L’autodromo risorsa in espansione. La ricerca targata Jfc ha voluto inoltre realizzare alcune stime sul valore economico prodotto dal turismo. Un primo dato generale fissa in oltre 27 milioni il totale del fatturato generato dal settore turistico nel territorio circondariale, il 60% direttamente a beneficio delle strutture alberghiere, il restante 40% distribuito tra negozi, ristoranti, servizi e così via. Tra i settori in espansione, la clientela business, seguita dalle attività legate all’autodromo.

Proprio al circuito è stato dedicato un focus che calcola il valore economico attuale della più famosa infrastruttura imolese e il potenziale di incremento triennale.

In base a queste stime, oggi l’autodromo genera valore per circa nove milioni di euro tra fatturato del settore ospitale, servizi complementari e remunerazione del personale. Nove milioni che potrebbero salire a 11 semplicemente usando alcune delle giornate libere per attività non rumorose nei settori sportivo (mobilità elettrica, bici) e culturale, con un passo ulteriore verso la polifunzionalità dell’impianto.

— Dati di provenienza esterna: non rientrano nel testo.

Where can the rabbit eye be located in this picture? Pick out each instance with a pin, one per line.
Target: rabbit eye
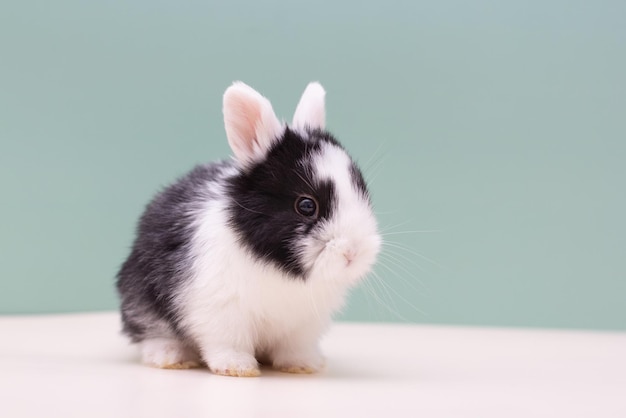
(306, 206)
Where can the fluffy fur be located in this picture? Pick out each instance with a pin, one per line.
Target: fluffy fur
(225, 271)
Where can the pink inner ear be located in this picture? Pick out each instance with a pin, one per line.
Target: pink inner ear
(248, 115)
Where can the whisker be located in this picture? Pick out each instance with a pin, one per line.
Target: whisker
(402, 297)
(410, 251)
(417, 231)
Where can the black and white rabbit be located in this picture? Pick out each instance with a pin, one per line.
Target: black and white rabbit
(249, 258)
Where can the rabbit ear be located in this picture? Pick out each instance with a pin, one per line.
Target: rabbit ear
(311, 110)
(250, 122)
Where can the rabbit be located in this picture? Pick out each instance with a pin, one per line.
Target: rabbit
(246, 260)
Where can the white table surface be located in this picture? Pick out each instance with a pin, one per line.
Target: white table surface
(79, 366)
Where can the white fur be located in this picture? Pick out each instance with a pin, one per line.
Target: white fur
(239, 309)
(168, 353)
(349, 242)
(250, 122)
(311, 110)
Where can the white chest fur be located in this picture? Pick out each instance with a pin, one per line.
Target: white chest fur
(233, 294)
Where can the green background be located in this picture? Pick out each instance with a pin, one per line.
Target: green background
(498, 129)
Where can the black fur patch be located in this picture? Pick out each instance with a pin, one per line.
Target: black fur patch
(263, 200)
(159, 261)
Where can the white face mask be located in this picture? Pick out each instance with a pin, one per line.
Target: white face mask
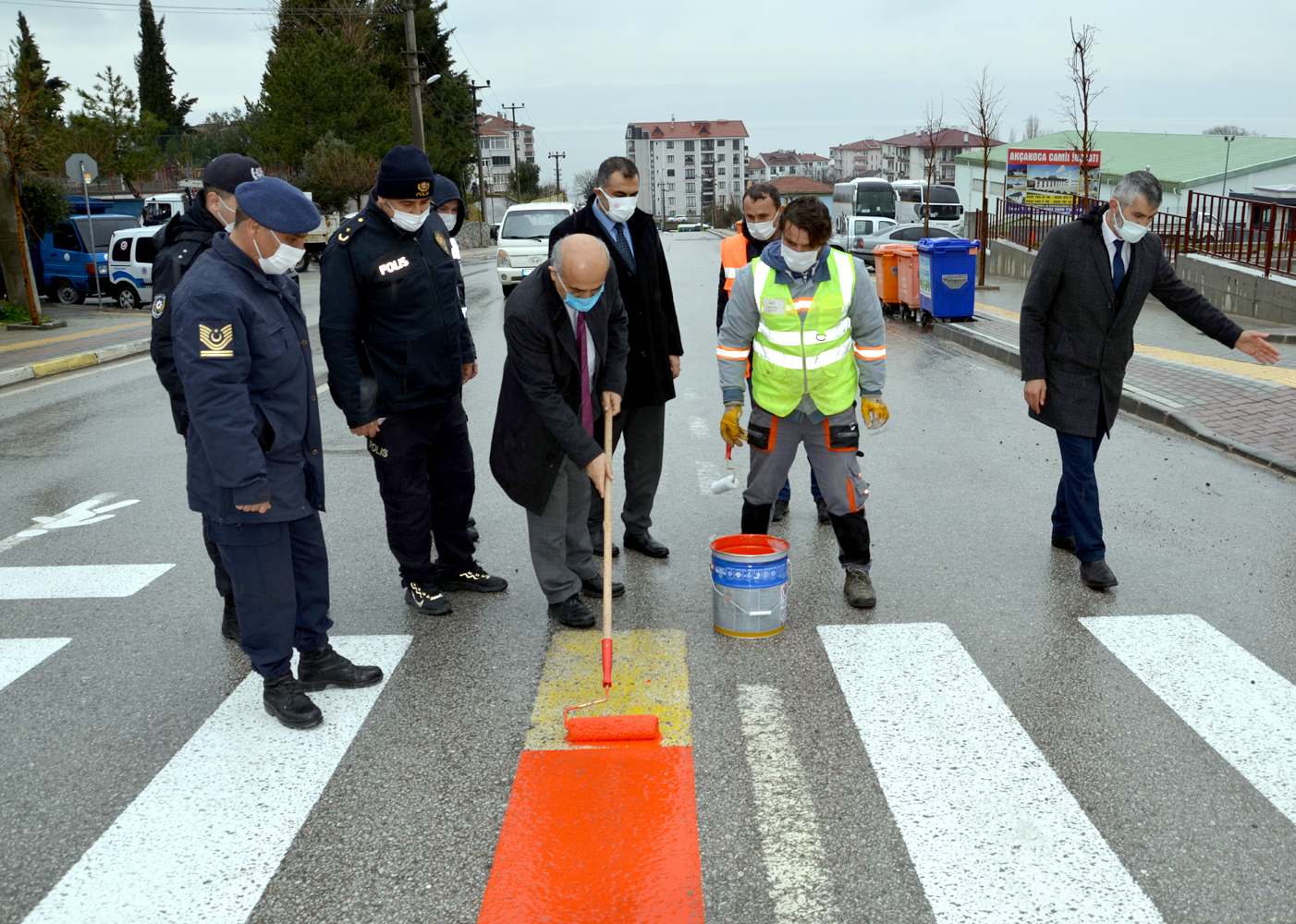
(281, 261)
(1131, 232)
(409, 221)
(800, 261)
(619, 208)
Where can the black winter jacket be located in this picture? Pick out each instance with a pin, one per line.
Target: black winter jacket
(390, 324)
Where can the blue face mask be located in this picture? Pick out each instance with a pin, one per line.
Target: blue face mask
(582, 305)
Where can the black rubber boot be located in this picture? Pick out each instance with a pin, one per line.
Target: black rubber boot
(287, 702)
(324, 668)
(756, 517)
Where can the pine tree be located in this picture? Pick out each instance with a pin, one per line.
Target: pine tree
(157, 95)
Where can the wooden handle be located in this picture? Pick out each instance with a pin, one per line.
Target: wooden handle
(606, 530)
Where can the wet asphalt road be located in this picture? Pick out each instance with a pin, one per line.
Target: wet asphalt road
(406, 828)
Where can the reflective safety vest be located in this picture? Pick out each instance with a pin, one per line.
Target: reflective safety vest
(732, 257)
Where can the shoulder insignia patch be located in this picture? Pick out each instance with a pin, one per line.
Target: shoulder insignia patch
(216, 341)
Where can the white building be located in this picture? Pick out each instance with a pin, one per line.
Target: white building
(686, 167)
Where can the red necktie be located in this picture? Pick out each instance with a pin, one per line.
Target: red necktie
(586, 403)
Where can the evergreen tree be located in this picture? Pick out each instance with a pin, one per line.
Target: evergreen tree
(31, 71)
(157, 95)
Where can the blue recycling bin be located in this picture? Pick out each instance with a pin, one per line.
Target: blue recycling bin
(947, 276)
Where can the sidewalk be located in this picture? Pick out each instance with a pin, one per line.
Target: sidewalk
(1177, 377)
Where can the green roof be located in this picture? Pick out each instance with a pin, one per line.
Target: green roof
(1179, 161)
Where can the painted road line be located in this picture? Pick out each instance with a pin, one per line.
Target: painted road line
(208, 833)
(993, 833)
(596, 834)
(1240, 705)
(796, 865)
(67, 582)
(18, 656)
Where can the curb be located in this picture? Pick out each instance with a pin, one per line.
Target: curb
(77, 360)
(1131, 403)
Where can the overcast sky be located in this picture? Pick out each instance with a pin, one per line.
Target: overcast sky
(802, 80)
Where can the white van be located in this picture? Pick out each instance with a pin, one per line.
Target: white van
(524, 240)
(129, 266)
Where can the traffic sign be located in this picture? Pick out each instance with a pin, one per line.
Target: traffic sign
(80, 169)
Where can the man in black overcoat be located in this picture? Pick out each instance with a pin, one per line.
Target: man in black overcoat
(1086, 290)
(631, 236)
(565, 329)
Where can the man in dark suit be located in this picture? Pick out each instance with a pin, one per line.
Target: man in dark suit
(1086, 290)
(565, 329)
(631, 236)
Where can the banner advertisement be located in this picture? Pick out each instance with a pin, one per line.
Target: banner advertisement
(1050, 177)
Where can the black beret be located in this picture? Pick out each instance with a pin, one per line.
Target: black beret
(228, 170)
(405, 174)
(279, 206)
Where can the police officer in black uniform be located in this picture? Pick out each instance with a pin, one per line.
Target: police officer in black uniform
(179, 244)
(398, 354)
(255, 470)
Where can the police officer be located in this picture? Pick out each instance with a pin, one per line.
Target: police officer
(398, 353)
(179, 244)
(255, 470)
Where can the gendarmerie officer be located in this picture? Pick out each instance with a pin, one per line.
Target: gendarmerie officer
(398, 354)
(255, 470)
(177, 245)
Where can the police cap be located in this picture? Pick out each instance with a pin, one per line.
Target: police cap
(279, 206)
(227, 171)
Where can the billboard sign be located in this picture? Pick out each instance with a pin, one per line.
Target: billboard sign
(1048, 177)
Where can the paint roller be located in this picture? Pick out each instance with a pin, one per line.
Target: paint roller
(608, 728)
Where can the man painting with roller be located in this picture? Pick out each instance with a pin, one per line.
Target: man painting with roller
(809, 321)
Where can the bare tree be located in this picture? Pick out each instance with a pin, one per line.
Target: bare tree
(984, 112)
(931, 129)
(1074, 109)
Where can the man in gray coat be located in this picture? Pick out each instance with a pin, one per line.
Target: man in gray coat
(1086, 290)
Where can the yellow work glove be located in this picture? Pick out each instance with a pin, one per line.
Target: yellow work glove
(875, 411)
(730, 427)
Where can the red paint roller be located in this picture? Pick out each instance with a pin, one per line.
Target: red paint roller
(608, 728)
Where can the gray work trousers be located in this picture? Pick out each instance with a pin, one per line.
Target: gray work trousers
(561, 553)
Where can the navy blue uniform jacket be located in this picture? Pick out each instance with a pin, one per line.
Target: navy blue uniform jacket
(245, 364)
(393, 334)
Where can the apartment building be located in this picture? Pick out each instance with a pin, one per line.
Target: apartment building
(686, 167)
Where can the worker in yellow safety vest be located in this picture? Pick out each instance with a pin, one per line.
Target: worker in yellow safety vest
(808, 319)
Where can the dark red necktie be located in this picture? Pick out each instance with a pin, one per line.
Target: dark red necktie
(586, 403)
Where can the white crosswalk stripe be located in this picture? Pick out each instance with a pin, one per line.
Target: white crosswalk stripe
(1240, 705)
(995, 836)
(208, 833)
(18, 656)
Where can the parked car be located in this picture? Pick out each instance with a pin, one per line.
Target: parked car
(129, 266)
(524, 240)
(863, 245)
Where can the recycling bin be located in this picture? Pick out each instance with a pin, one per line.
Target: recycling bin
(947, 276)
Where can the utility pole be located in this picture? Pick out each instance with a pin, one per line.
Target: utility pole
(557, 174)
(518, 173)
(477, 134)
(415, 79)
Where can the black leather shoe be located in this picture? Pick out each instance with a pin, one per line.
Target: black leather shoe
(474, 578)
(324, 668)
(593, 588)
(571, 614)
(287, 701)
(644, 544)
(596, 541)
(1096, 575)
(1066, 543)
(428, 599)
(229, 622)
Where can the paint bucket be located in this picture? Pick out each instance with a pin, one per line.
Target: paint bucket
(750, 585)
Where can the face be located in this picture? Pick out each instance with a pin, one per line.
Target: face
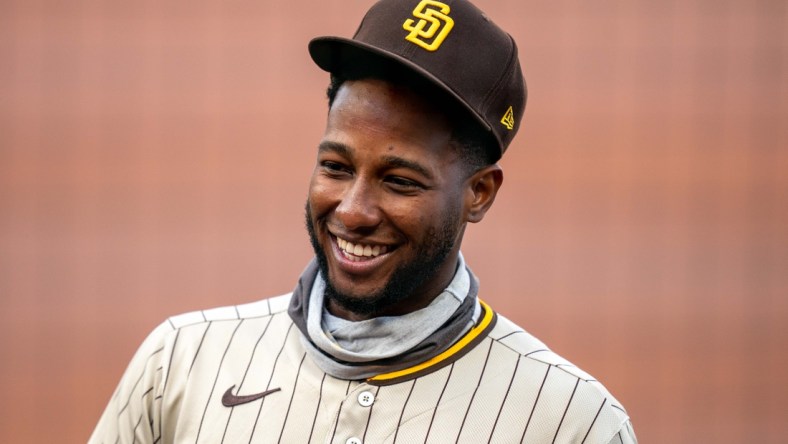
(385, 210)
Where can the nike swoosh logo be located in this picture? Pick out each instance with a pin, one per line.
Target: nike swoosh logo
(230, 400)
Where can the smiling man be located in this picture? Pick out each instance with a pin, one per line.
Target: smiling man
(384, 338)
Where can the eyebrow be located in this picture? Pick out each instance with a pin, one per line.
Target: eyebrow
(390, 161)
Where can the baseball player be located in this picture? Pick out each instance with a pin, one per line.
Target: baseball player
(385, 338)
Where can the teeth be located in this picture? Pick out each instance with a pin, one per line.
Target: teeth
(361, 250)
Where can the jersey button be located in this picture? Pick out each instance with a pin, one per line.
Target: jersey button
(365, 399)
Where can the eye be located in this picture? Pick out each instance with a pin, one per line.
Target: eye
(334, 168)
(403, 185)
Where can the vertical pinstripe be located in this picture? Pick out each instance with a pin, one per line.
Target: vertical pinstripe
(246, 372)
(509, 387)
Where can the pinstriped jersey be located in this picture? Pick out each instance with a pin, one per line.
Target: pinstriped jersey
(241, 374)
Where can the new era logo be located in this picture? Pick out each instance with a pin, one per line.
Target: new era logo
(508, 119)
(433, 26)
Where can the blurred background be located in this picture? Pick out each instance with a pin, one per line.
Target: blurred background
(154, 159)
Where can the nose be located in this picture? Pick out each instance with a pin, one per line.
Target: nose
(359, 208)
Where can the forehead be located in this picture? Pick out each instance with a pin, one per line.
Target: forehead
(372, 113)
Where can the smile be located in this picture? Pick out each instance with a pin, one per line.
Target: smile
(360, 252)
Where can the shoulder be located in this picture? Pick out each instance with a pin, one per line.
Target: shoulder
(554, 389)
(253, 310)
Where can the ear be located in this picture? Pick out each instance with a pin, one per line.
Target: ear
(481, 191)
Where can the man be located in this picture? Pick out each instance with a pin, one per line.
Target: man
(383, 339)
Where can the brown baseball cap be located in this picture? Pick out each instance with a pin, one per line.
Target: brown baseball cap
(452, 44)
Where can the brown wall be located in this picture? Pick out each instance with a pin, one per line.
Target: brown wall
(154, 157)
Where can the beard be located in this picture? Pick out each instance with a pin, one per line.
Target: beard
(406, 280)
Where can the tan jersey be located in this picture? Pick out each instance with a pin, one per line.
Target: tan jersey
(240, 374)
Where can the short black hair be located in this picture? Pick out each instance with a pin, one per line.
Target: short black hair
(475, 145)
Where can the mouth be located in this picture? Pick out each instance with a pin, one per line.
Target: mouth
(359, 252)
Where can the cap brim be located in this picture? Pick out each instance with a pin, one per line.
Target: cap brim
(335, 54)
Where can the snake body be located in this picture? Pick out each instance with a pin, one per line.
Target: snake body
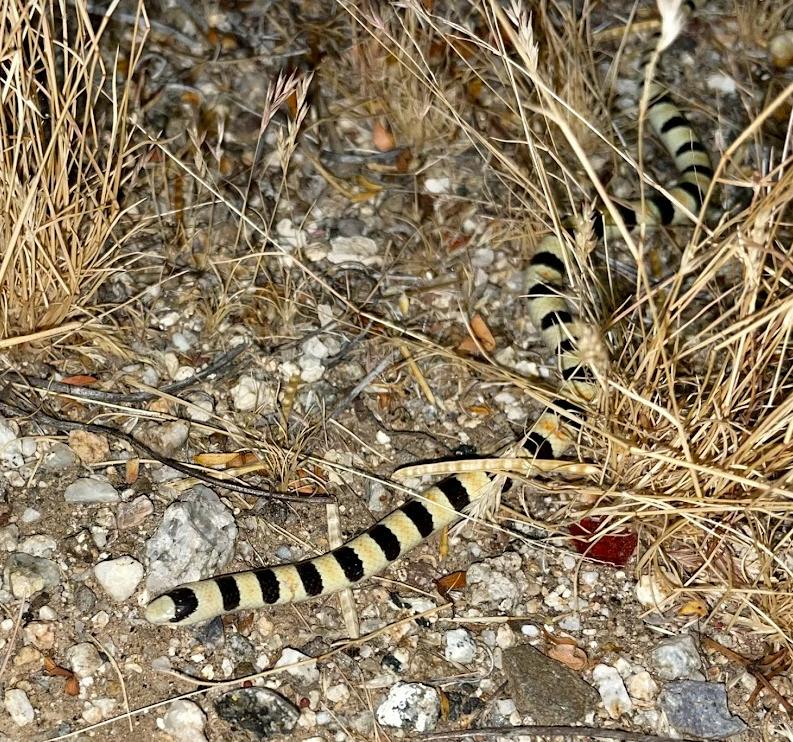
(551, 436)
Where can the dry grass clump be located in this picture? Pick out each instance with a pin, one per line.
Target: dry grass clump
(695, 435)
(65, 143)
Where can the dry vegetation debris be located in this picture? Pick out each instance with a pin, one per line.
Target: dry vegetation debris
(352, 191)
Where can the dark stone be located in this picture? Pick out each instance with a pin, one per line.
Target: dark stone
(697, 708)
(545, 689)
(261, 711)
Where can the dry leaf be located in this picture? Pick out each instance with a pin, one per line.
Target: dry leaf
(56, 670)
(570, 655)
(452, 581)
(132, 471)
(79, 380)
(482, 333)
(382, 138)
(696, 607)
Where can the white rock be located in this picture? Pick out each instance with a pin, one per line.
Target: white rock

Autodromo a parte, un altro settore dotato di grandi potenzialità di sviluppo è quello legato ad attività sportive e natura: bike, golf, trekker. Oggi il fatturato complessivo generato da questi appuntamenti è di circa 3.000.000 di euro, ma l’interesse è crescente.

 

Gli obiettivi triennali di IF. La presentazione della ricerca, alla quale erano presenti il presidente di IF, Gianfranco Montanari, il direttore Erik Lanzoni, l’amministratore unico di Jfc Massimo Feruzzi e la dirigente delle attività produttive della Città Metropolitana Giovanna Trombetti, è servita anche per un riepilogo sulle attività svolte finora dalla società turistica imolese e faentina e sugli obiettivi del piano triennale. “Italian factory 2018-2020” è il nome del progetto turistico, che punta a implementare i fatturati sui settori sport e natura, polifunzionalità dell’autodromo, distretto ceramico, golf e terme, proseguendo nell’opera di aggregazione di un territorio che appartiene a due destinazioni turistiche diverse secondo la legge regionale 4/2016, Romagna e Bologna Città Metropolitana. Nata nel 2016 proprio dalla fusione dell’imolese Stai e della faentina Terre di Faenza, oggi If opera infatti creando prodotti turistici che, pur rispettando le peculiarità di ciascun territorio, supera in realtà i confini amministrativi, con una vasta gamma di offerte complementari e capaci di attirare visitatori di tutte le età e di ogni continente.